RSS is as much a push technology in this manner as an email client. If you keep wither client open all day, you’ll know quickly if there is a new email/post.
The real concern shown by the librarian poster to MEDLIB-L here is that her users already keep their email clients open all day, and she doesn’t want them to have to keep another client open all day for RSS feeds. That’s a totally reasonable concern. Some users might see the need to visit a web-based aggregator as an additional step to their (already hectic) day.
How to make the push of RSS more conveniently “pushy” for the user
Here are some of the ways the user can be actively notified when there are new results from their subscribed feeds without having to visit the URL of a web-based browser OR having to install a “fat client” RSS aggregator:
- If the user chooses BlogLines as her aggregator, she can install one of the many notifer tools offered by BlogLines that can, for instance, live in her Windows Taskbar and beep her when she has new information ready to be viewed via her subscribed feeds.
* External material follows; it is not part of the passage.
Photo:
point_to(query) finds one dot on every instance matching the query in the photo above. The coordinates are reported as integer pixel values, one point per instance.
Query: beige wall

- There are multiple aggregators available that are plug-ins for Microsoft Outlook. If your user already uses Outlook, she may be interested in one of the following plug-ins to allow her to read RSS feeds in Outlook, too:
RSS Popper (Free)
Attensa for Outlook ($20)
BlogBot for Outlook (Free)
Please note that I have not tried these plugins myself, and cannot vouch for their quality or function. This isn’t a complete list, either; these are just the first five that I found in five minutes of searching. If any readers have used and liked an RSS plug-in for Outlook, please make a note of it in the comments for this post?
While we’re fishing for opinions among readers, are there other options you’re aware of that would help users experience RSS feeds as more of a perceived push?